Network-Owned Liquidity strategy vaults are by design curated, operated and managed by the Spicenet DAO. At network genesis, the DAO has the right to vote on appointing the initial set of strategy vaults underpinning the NoL flywheel. For the foreseeable short-term, creating third-party vaults as part of Network-Owned Liquidity will not be possible. Meaning that although vaults can be created permissionlessly, they can't plug into the oPEP module and thereby incentivize capital supply.
Although this may be harmful short-term, this is done in order to aid progressive decentralization of the network. And in the process, there are many unknowns. Third-party NoL-backed strategy vaults involve a third actor, the vault curator, who has to be incentivized too. The incentive structures and mechanisms for the vault curator are still Work-In-Progress, as the network needs to provide sustainable enticing incentives to vault curators, that align the vault curator with the network's and depositor's objectives.

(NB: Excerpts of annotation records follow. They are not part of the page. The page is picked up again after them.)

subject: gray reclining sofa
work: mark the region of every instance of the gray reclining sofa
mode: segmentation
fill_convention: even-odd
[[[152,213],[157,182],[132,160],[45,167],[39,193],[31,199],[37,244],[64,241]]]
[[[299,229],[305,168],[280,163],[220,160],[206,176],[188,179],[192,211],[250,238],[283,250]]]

To conclude, oPEP sits at the centre of Network-Owned Liquidity value alignment flywheel, that aligns incentives between the network, applications and users. Fundamentally, oPEP creates a two-way supply-demand market between users that have supply of capital, and various actors on the network, that demand this capital and put it to use in various ways. Network-Owned Liquidity is one such demand creator of capital that incentivizes deposits with the oPEP flywheel, and secondary rewards like boosted yield. Any actor can express demand for capital by implementing the generic oPEP module and optionally adding secondary rewards.